ObsErrorModelStepwiseLinear¶
This routine was designed to mimic the GSI fix-file of prepobs_errtable.txt
.
The function operates similarly to ObsErrorModelRamp
. The input is a vector
of x-values (e.g. pressures) and corresponding vector of obserrors, using required
parameters of xvals
and errors
respectively. These vectors must
be the same length. Interpolation in X-coordinate requires the value of X for which
the output, Y, is calculated using linear interpolation of obserrors between the steps.
Logically, the X-coordinate variable (using the required parameter xvar
and
associated name
) clearly matches the list of xvals
, and, although the
example shown (below) is pressure, it can easily be height/altitude or temperature or
another variable. A diagram is used to help explain with the calculated value of
obsError shown as the asterisk corresonding to the observed value of p-star shown on
the X-axis. Any observed value of xvar
less (or greater) than the endpoints
in the vector xvals
takes the constant value at the appropriate end of the
vector. The list of xvals
must be given in either ascending or descending
order with no consecutive constant values, however the errors
vector may contain
any mixture, thereby permitting almost any functional form such as relatively high
ObsError near the surface, decreasing to lower (or constant) values in middle-atmosphere,
and increasing again in the upper atmosphere.

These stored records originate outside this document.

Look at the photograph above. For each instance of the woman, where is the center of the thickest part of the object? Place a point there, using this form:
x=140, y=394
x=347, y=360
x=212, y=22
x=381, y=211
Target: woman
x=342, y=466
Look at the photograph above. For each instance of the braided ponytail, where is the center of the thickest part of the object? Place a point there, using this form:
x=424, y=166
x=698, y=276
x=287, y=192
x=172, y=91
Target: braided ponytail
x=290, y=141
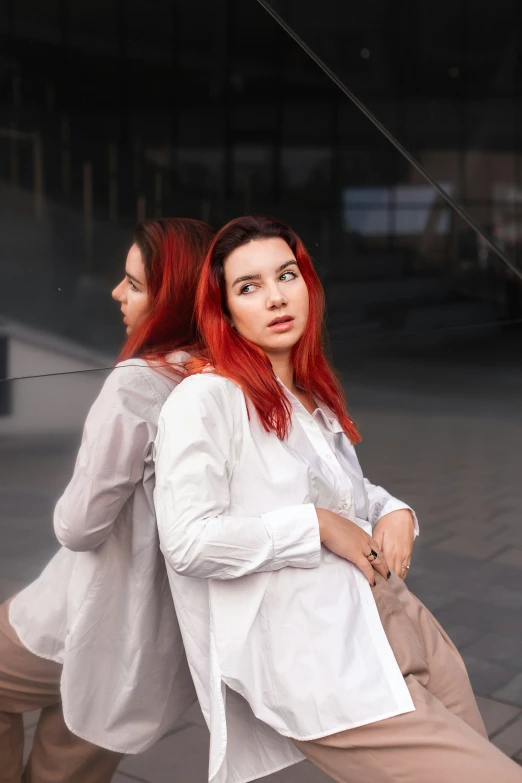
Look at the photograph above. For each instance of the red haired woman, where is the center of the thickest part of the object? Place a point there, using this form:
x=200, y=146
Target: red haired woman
x=301, y=641
x=94, y=642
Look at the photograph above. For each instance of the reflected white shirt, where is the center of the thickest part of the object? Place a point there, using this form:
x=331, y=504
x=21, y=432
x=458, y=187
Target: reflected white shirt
x=283, y=637
x=104, y=610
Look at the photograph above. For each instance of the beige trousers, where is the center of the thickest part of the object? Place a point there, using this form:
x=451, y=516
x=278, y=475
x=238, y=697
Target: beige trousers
x=444, y=739
x=27, y=683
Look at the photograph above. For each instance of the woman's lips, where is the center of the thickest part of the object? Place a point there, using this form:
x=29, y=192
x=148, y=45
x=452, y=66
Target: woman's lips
x=281, y=325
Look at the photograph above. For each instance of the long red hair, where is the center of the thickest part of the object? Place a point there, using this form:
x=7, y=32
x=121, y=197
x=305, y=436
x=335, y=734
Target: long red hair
x=173, y=251
x=243, y=362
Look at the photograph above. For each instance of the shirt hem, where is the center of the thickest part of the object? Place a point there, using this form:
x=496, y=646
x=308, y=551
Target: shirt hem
x=25, y=644
x=347, y=727
x=268, y=772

If the optional “scale_factor_var” exists, then the final output obserr is calculated as a result of linear interpolation of errors times the scale_factor_var. An example of such usage is RH obserror values between zero and one multiplied by ObsValue/specificHumidity for final ObsError.
+ err_n o-----
| /
+ err_n-1 o
| /
obserr * *
| /
| /
err2 + o
| /
| /
err1 + o
|--/
err0 +-----+------+---------*---+------+------
p_0, p_1, p_2,... p* p_n-1, p_n
There can also be times when it is useful to apply a scaling factor variable (optional yaml
parameter scale_factor_var
) to the ObsError calculated by this function. The best
example is for specificHumidity
which is difficult to assign the exact number for
ObsError whereas Relative Humidity is easier, such as 20% RH ObsError applied between 400
and 200 hPa. This is shown in Example 2 below.
Example 1¶
#### Example for air temperature assigned obserror by pressure (e.g., sonde data) ####
- filter: Perform Action
filter variables:
- name: airTemperature
action:
name: assign error
error function:
name: ObsFunction/ObsErrorModelStepwiseLinear
options:
xvar:
name: ObsValue/pressure
xvals: [110000, 85000, 50000, 25000, 10000, 1] #Pressure (Pa)

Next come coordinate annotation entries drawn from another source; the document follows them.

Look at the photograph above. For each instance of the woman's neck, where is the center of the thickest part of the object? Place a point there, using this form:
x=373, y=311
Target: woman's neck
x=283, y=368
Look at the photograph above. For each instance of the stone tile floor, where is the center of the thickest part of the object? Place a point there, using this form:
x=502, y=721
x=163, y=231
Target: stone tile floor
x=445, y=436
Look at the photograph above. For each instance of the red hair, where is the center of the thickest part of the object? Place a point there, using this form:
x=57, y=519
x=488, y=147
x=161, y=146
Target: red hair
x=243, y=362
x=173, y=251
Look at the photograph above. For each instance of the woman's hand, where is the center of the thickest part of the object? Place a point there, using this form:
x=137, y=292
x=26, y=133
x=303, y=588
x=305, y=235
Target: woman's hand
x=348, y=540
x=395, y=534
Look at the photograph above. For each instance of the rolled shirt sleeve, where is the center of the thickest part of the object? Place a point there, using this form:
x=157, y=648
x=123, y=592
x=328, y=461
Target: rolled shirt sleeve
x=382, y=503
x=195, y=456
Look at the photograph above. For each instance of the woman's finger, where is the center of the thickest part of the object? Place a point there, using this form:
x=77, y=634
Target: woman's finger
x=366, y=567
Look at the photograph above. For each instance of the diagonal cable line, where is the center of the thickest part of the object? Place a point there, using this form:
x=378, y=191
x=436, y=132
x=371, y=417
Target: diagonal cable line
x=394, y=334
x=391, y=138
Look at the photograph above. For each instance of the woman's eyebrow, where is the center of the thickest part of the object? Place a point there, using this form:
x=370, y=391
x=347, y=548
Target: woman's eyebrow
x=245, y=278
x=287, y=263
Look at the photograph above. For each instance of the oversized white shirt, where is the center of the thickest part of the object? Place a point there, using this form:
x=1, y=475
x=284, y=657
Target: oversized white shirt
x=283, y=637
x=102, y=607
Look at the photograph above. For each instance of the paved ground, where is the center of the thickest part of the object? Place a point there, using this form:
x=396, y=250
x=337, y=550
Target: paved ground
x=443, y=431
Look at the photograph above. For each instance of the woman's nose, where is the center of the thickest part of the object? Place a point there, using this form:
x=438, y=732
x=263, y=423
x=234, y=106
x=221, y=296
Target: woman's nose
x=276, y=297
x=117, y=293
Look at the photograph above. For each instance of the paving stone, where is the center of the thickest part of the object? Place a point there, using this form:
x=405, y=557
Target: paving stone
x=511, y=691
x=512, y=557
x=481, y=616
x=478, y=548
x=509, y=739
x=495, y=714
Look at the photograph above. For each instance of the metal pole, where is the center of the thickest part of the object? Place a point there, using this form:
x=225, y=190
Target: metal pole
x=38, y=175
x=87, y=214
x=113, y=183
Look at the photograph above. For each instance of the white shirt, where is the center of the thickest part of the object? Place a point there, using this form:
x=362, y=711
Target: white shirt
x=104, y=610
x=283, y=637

errors: [1.1, 1.3, 1.8, 2.4, 4.0, 4.5]
In this example, the assignment of ObsError/airTemperature
will be 1.1 K (constant) for pressures greater than 1100 hPa (none really), linearly increasing from 1.1 K to 1.3 K for pressures between 1100 and 850 hPa, increasing again in the next step from 1.3 to 1.8 K going from pressure of 850 to 500 hPa, etc., until reaching 4.5K by 1 Pa and holding constant for any pressure lower than 1 Pa.
Example 2¶
- filter: Perform Action
filter variables:
- name: specificHumidity
action:
name: assign error
error function:
name: ObsFunction/ObsErrorModelStepwiseLinear
options:
scale_factor_var: ObsValue/specificHumidity
xvar:
name: ObsValue/sstationPressure
xvals: [110000, 105000, 100000, 95000, 90000, 85000, 80000, 75000, 70000, 65000, 60000, 55000,
50000, 45000, 40000, 35000, 30000, 25000, 20000, 15000, 10000, 7500, 5000, 4000, 3000]

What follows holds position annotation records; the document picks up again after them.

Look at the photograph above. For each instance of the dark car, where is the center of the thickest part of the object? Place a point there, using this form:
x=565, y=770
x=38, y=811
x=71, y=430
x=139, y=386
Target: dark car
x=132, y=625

errors: [.19455, .19062, .18488, .17877, .17342, .16976, .16777, .16696, .16605, .16522, .16637, .17086,
.17791, .18492, .18996, .19294, .19447, .19597, .19748, .19866, .19941, .19979, .19994, .19999, .2]
In this example, the list of errors is relative humidity as a scaling factor to the specific humidity variable since the two are so closely related.